Après plus de trois ans de travail, un échantillon de 10 000 accidents a
été réuni. Qui, en raison de problèmes de fiabilité, a finalement été
ramené à 8 000, chiffre considérable qui fait de cette étude une première
mondiale. Résultat : si l'on rapporte les seuils de risque obtenus au total
annuel de tués sur la route, à plus de 0,5 gramme, l'alcool serait
responsable de 2 000 morts, la vitesse de 2 000 autres et le cannabis de
220. Ce n'est pas rien, 220, mais c'est grosso modo le chiffre de tués
attribué à ceux qui conduisent avec entre 0,2 et 0,5 gramme d'alcool dans
le sang. Sauf que les moins de 25 ans sont surreprésentés.
Epidémiologistes et accidentologues ont aussi réussi à mettre en évidence,
pour la première fois, une relation effet-dose : au volant, le cannabis
fait chuter la vigilance et est fortement déconseillé car plus on fume,
plus le risque d'avoir un accident mortel augmente. Moins rapidement
toutefois qu'avec l'alcool et dans des proportions bien moindres.

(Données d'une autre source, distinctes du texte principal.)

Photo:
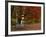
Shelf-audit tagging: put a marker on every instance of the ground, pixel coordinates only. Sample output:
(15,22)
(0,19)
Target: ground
(36,26)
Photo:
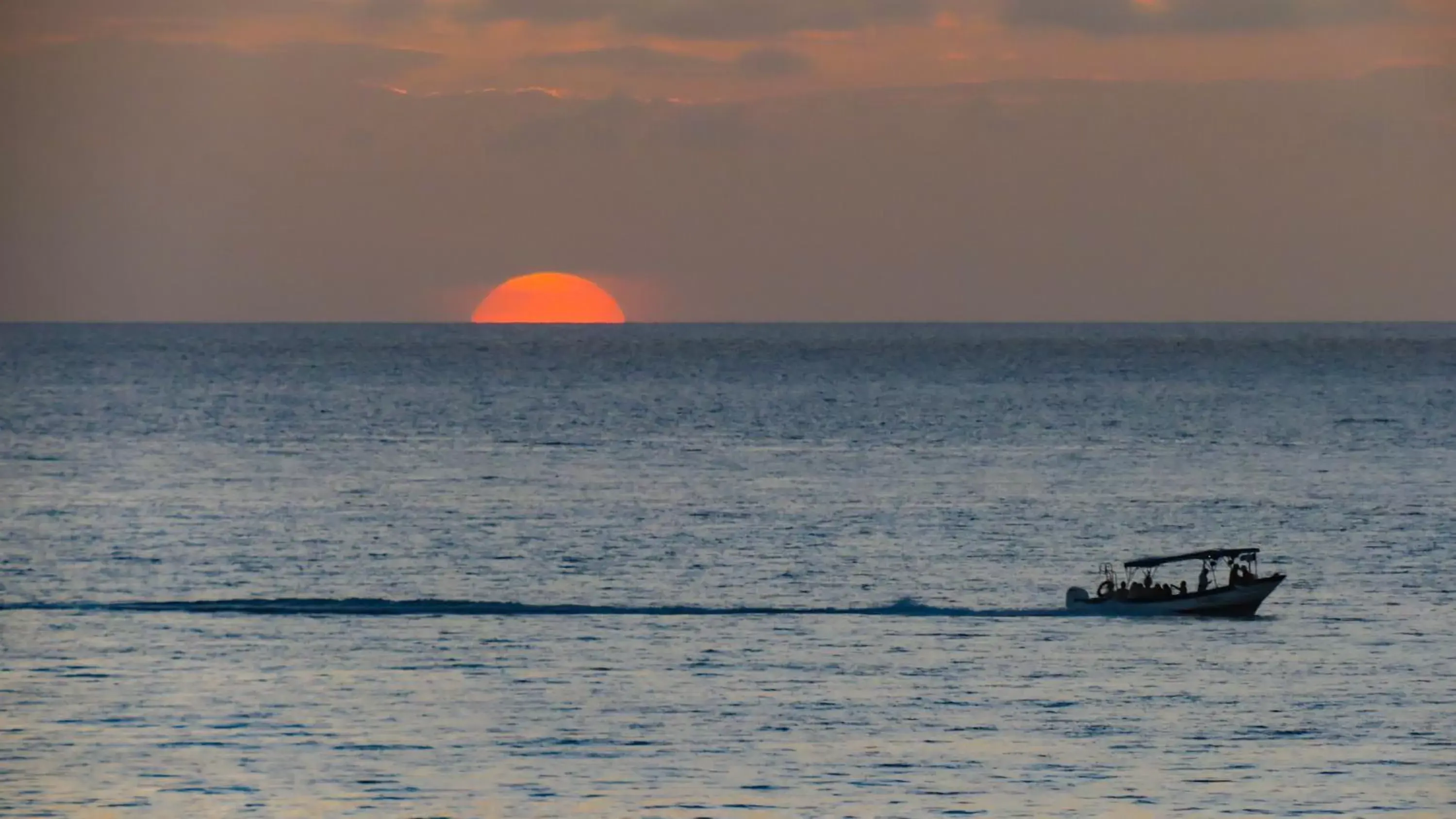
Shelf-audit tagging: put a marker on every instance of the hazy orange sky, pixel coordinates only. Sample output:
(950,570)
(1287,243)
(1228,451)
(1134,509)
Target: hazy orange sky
(731,159)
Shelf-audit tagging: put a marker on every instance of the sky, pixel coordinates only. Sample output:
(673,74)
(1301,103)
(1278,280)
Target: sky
(730,161)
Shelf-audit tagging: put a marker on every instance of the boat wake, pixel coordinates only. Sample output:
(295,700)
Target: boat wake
(373,607)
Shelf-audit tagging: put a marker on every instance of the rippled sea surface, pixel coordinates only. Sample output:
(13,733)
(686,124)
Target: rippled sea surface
(747,571)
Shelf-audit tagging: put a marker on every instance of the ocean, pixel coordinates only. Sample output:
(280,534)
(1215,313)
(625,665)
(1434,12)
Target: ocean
(720,571)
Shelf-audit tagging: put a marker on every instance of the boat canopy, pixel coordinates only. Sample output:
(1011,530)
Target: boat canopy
(1205,555)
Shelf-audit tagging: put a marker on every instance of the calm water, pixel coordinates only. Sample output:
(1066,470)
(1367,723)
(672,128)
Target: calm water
(676,572)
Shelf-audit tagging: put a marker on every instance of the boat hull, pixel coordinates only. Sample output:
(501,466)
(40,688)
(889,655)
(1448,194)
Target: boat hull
(1225,601)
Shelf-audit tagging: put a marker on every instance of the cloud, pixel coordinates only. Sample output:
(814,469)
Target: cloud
(389,12)
(650,62)
(707,19)
(627,60)
(772,63)
(200,184)
(1113,18)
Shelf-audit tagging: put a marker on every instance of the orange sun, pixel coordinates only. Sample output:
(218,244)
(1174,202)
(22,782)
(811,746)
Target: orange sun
(548,299)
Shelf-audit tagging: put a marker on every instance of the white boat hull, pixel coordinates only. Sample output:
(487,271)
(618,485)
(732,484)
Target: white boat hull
(1225,601)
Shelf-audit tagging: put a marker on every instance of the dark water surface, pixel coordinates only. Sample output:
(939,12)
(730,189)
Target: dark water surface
(698,571)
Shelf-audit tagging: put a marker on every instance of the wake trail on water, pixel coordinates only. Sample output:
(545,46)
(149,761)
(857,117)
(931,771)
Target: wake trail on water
(373,607)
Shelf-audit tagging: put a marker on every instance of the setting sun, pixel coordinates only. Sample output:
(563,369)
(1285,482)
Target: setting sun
(548,299)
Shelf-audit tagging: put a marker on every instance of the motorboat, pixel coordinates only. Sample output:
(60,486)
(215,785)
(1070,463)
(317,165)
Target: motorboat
(1138,591)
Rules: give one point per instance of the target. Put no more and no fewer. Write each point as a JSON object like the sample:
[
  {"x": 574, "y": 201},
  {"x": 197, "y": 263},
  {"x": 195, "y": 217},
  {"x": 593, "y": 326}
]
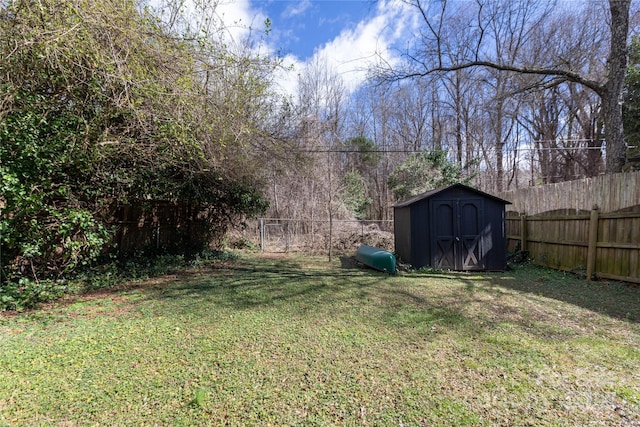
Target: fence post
[
  {"x": 523, "y": 232},
  {"x": 593, "y": 242},
  {"x": 262, "y": 234}
]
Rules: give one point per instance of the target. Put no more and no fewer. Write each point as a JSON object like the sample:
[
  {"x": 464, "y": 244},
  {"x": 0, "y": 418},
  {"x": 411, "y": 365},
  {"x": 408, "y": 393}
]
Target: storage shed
[{"x": 455, "y": 228}]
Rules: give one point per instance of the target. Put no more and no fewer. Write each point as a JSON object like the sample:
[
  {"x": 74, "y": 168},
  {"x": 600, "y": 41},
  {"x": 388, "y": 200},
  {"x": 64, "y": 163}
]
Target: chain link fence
[{"x": 317, "y": 236}]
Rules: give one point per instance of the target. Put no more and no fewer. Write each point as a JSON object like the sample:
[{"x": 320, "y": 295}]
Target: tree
[
  {"x": 508, "y": 27},
  {"x": 423, "y": 171}
]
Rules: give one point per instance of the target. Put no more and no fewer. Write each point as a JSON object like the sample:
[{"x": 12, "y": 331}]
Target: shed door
[{"x": 456, "y": 228}]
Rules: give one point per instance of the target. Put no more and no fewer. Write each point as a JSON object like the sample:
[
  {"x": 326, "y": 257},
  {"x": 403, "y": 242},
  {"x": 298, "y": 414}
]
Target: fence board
[
  {"x": 562, "y": 242},
  {"x": 611, "y": 192}
]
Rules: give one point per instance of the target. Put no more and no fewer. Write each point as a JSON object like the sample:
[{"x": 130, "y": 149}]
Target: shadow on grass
[{"x": 615, "y": 299}]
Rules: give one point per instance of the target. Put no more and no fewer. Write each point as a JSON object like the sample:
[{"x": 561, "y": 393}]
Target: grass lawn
[{"x": 294, "y": 340}]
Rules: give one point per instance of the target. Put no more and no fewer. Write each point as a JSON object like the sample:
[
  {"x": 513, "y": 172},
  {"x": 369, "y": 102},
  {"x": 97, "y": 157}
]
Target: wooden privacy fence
[
  {"x": 158, "y": 226},
  {"x": 600, "y": 245},
  {"x": 611, "y": 192}
]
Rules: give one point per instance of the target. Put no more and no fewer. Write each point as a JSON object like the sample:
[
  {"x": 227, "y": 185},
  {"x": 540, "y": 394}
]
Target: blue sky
[{"x": 348, "y": 35}]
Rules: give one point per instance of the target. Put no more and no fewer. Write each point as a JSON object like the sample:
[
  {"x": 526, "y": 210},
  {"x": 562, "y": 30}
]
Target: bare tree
[{"x": 499, "y": 33}]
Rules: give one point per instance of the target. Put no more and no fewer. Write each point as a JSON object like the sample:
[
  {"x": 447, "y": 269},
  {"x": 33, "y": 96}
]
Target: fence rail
[
  {"x": 601, "y": 245},
  {"x": 318, "y": 236},
  {"x": 611, "y": 192}
]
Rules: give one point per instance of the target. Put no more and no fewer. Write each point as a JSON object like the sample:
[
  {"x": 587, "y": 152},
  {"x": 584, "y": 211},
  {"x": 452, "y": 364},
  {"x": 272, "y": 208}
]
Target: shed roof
[{"x": 431, "y": 193}]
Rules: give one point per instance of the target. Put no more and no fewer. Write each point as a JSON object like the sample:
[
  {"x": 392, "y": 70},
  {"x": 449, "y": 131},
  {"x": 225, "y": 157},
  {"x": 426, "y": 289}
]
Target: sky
[{"x": 348, "y": 35}]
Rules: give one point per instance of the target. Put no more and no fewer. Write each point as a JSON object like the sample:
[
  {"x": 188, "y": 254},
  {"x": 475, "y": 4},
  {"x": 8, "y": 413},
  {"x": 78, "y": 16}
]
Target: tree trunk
[{"x": 612, "y": 91}]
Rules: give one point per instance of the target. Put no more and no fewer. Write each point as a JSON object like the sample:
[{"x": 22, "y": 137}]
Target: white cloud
[
  {"x": 356, "y": 49},
  {"x": 351, "y": 53}
]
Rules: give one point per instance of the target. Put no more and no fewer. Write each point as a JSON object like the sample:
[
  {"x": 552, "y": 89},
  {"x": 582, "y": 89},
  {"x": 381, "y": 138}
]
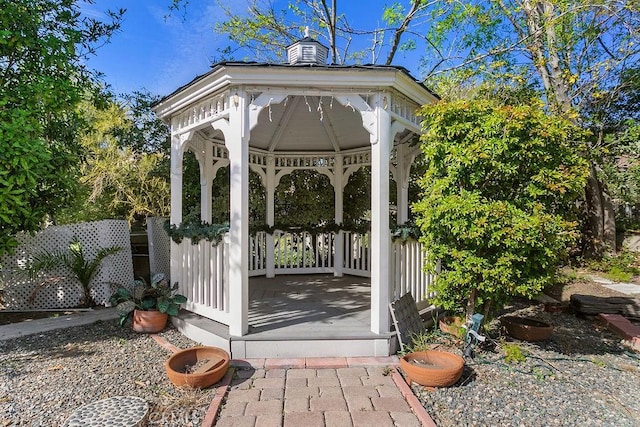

Un plan pour amortir l'impact politique
Au gouvernement, on se prépare à insister lourdement sur ces deux
arguments. Les députés antijoint auront beau jeu de brandir le principe de
précaution et de rappeler que, de toute façon, le cannabis est une drogue
illicite et interdite et que l'alcool, lui, est en vente libre. N'empêche,
au regard du risque réel, il y a deux poids deux mesures.
Au gouvernement, la gêne est palpable face à des résultats qui rendent
incohérent l'arsenal répressif en vigueur. Le plan de communication adopté
après moult atermoiements en témoigne : pour amortir l'impact politique de
cette étude, il a été décidé d'en confier l'explication aux seuls auteurs.
Afin d'asseoir sa crédibilité, il avait été décidé au printemps de la
soumettre au comité de lecture du British Medical Journal, l'une des plus
prestigieuses revues scientifiques. «Nous l'avons acceptée, mais la
publication n'est pas prévue avant plusieurs semaines», indique-t-on au
BMJ. Difficile dans ces conditions de contrôler la date de publication de
l'étude. Mais aussi de mettre en doute la solidité de ses résultats.